Desperate for a system of unified glossaries

!../_attachments/Screen Shot 2023-06-11 at 14.23.36.png

This Anki screenshot explains my plight of "glossary data duplication," specifically in headwords, better than a thousand words can.

Take the word "petition." it has 35 notes or entries in Anki. It appears in the headword field in various forms:

  • Prefixed with #, or not
  • Capitalized, or not
  • Singular, or plural
  • ALLCAP, or not (luckily, no ALLCAP in this case)

The 35 entries were added at various times from myriad sources, over the last 3.5 years.

Anki has a "design flaw" in my opinion in that it offers only two modes of import in the case the headword entry is found to be existing in the same target deck:

  1. Import anyway, resulting in duplicated headword
  2. Replace the existing entry's content with the new import entry's content

The second option is a no-no. It's designed only for a specific use case: when one knows the import is a revised version that is meant to replace or update the existing deck. But this is not my scenario. My use is one of accumulation. I add new materials but keep the old. When I want to revise, I have a special routine.

So, I had to go with the first option, and over the years, this results in the 35 entries for "petition" as shown.
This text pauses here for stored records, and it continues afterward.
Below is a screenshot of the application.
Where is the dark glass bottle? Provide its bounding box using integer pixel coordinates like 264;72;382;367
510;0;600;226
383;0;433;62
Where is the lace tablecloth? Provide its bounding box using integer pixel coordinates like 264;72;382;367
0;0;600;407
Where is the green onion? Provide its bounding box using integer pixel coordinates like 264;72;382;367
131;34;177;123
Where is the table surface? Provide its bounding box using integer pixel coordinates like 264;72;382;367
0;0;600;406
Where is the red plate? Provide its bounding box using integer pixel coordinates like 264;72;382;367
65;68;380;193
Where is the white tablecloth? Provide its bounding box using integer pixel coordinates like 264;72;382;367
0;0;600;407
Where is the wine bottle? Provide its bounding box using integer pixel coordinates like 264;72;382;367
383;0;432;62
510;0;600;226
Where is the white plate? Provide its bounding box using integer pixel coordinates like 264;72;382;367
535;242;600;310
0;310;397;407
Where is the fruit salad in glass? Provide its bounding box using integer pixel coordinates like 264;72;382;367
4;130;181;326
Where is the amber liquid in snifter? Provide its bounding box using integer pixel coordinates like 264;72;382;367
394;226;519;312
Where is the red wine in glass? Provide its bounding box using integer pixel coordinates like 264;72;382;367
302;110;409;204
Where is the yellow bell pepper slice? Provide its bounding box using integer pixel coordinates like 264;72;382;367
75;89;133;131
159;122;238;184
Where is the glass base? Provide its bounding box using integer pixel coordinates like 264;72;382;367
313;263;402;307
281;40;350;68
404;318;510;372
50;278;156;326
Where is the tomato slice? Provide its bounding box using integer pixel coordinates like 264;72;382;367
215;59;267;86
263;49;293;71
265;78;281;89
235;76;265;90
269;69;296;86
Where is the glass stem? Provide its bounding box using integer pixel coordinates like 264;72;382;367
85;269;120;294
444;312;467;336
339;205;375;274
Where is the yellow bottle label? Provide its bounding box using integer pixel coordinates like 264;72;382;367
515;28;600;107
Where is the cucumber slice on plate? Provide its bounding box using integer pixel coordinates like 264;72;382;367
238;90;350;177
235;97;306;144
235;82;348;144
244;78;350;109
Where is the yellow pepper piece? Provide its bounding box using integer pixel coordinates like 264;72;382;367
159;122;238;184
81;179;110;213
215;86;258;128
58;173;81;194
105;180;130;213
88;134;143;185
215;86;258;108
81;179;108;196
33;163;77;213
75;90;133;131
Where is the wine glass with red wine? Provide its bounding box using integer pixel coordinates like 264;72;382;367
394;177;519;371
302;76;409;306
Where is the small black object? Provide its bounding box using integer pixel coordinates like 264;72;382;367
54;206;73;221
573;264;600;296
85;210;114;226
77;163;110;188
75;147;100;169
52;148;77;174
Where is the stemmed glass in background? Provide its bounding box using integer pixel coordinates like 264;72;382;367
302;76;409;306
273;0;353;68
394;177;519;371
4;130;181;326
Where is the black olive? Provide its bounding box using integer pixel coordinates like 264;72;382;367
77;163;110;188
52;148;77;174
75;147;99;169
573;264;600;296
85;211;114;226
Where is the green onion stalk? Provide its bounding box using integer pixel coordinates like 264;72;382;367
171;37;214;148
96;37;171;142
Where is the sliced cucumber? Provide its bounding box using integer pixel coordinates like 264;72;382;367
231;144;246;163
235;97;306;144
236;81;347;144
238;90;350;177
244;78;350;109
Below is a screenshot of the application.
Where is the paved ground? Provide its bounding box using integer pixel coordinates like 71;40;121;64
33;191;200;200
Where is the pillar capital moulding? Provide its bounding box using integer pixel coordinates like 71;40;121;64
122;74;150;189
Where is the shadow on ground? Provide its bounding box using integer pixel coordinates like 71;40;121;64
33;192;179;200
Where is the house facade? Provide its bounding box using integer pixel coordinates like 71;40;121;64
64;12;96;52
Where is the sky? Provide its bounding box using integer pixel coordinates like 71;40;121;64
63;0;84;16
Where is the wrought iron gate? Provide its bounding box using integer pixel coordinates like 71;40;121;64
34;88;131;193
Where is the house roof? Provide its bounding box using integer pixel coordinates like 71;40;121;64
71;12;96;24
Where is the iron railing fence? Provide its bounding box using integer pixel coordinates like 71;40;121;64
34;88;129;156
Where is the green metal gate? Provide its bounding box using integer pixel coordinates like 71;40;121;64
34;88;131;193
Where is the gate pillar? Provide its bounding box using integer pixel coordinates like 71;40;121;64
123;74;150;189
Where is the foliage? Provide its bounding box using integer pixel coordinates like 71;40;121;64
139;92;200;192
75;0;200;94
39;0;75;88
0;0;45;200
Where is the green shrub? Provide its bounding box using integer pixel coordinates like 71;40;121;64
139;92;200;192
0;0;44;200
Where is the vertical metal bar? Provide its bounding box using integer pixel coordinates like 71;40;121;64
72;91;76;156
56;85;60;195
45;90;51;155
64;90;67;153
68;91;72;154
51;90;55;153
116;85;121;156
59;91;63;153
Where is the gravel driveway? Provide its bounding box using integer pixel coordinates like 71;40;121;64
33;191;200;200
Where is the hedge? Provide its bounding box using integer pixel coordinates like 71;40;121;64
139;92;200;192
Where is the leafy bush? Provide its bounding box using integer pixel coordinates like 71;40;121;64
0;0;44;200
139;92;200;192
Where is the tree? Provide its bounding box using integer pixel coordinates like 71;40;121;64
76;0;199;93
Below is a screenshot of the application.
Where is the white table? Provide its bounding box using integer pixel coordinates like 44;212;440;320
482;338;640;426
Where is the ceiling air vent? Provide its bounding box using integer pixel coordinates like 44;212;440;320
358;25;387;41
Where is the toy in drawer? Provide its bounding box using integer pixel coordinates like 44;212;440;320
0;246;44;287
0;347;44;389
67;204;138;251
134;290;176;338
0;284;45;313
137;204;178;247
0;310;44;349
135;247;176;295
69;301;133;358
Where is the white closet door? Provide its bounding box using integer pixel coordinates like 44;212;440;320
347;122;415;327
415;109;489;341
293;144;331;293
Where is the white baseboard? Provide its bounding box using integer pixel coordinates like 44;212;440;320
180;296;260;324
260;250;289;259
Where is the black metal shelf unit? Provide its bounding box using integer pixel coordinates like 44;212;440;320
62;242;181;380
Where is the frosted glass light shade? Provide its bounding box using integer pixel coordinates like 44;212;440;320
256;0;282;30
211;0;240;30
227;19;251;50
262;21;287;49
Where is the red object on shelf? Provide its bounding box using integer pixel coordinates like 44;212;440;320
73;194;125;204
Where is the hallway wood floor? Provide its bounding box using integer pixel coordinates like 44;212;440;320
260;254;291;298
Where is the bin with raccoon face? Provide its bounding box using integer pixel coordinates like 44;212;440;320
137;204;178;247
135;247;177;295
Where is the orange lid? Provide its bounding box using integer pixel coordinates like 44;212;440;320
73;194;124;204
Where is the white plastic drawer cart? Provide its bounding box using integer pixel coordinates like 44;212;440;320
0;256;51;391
The pros and cons of the duplicated headword approach.

Pros

  • Data separation
  • Each entry signifies a single source, and its content is coherent in the sense that it is all from the same source.
  • Entries are shorter on average.
  • Targeted search by deck is possible to pinpoint a source.

Cons

  • Number of entries blows up over time and may exceed the limit of new exchange systems, such as Obsidian, whose performance degrades as notes number in the 10K-100K range. (In contrast, Anki operates easily with a slight performance hit with 100K even 1M notes.)
  • Extra manual actions (keyboard or mouse) are required to navigate all entries in order to view the entirety of each entry. The browser view shown here shows only the limited beginning portion of each note.
  • There is little to no connection/link between these entries except by them being grouped together by an advanced search, such as `front:re:^#?petitions?---

in this case. Anki doesn't have internal links that are so naturally for Obsidian. The result is disconnected thought, not contributing to developing systemic thinking for interpreters for the meaning of "petition," combining its legal and non-legal senses, for instance.

Unified Glossary

What I prefer now is something that looks like this, merging all related entries of "petition" into just a single Obsidian note named "petition.md", whose content is a concatenation of all 35 entries for "petition," each preserving its original headword and metadata (source):

!250

All future additions from new sources of "petition" will also be merged with or tacked onto the same note. Future search for "petition" will find exactly one note, and all 35 different definitions or contexts can be viewed at once with some scrolling. The unified view naturally promotes linking of different scenarios and contexts, including legal and non-legal uses.

Cons

  • Search by specific source has to become more creative and less precise, for example, using proximity search, if available (it is, in DevonTHINK), or the line: operator in Obsidian.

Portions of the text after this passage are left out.